Também fico atónito perante aquela senhora que enche três carrinhos do supermercado com rolos de papel higiénico e com a última vintena de pacotes de guardanapos de papel, ainda existentes na prateleira. Será o receio de alguma pandemia de dejectos?
Ou perante a descontrolada e chorosa funcionária, chamada a trabalhar no seu turno de descanso, porque «isto está pior do que no Natal», debulhada em lágrimas no limiar da exaustão, ainda que soltando risadinhas nervosas perante o despautério aquisitivo de algum cliente do tipo vale-mais-prevenir… apresentando-lhe para pagamento duas dezenas de caixas de comida para cachorro.

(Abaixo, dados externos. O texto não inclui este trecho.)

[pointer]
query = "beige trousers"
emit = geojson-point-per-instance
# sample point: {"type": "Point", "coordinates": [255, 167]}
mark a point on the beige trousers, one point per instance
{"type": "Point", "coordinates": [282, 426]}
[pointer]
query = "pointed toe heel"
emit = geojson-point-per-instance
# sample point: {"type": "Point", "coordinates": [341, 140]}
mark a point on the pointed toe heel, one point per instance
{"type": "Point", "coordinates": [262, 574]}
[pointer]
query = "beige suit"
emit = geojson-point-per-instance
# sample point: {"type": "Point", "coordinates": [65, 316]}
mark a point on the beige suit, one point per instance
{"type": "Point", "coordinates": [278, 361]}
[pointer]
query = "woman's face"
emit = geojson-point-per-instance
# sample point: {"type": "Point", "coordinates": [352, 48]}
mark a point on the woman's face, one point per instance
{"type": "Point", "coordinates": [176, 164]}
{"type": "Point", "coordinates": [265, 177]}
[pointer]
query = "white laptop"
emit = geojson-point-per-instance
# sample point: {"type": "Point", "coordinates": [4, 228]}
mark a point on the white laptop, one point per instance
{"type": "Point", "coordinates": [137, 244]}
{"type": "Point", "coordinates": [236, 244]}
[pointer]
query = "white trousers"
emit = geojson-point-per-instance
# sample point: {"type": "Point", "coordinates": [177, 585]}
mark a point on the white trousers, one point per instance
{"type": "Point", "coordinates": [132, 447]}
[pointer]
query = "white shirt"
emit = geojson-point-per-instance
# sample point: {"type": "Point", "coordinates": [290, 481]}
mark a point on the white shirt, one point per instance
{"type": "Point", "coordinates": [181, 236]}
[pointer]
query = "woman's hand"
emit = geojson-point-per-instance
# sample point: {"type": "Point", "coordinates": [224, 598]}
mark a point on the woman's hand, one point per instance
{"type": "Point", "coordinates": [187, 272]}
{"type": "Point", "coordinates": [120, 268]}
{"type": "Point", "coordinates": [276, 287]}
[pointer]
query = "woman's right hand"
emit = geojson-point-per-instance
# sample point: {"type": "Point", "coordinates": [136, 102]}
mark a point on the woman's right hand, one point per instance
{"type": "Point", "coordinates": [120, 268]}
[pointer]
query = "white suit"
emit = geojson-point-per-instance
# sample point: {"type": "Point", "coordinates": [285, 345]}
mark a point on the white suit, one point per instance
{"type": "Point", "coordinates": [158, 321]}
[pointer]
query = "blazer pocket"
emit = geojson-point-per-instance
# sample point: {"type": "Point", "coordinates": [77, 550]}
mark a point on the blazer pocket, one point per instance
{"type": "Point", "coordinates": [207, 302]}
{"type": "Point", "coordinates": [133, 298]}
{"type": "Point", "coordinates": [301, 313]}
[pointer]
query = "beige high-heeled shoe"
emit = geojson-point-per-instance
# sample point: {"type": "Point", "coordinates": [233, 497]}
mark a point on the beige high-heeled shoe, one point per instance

E aquele senhor, na feira de Carcavelos, que me disse, ainda hoje, que lhe parecia muito mal o açambarcamento, mas que não era nada mal pensado precavermo-nos para o dia de amanhã, não vá o Diabo tecê-las, e até já tinha um quartinho destinado a armazenar aquelas coisitas que fazem sempre falta… Quando lhe perguntei sobre o papel higiénico, diz-me ele «e porque não?».
Apesar de toda esta gente estar a exercer o seu direito de adquirir o que lhe dê na gana, se calhar, há alguma esquizofrenia nisto tudo… Para não lhe chamar loucura colectiva, claro. Em dois dias, sem qualquer indício de coisa nenhuma, o povo pirou? Este mundo está perigoso!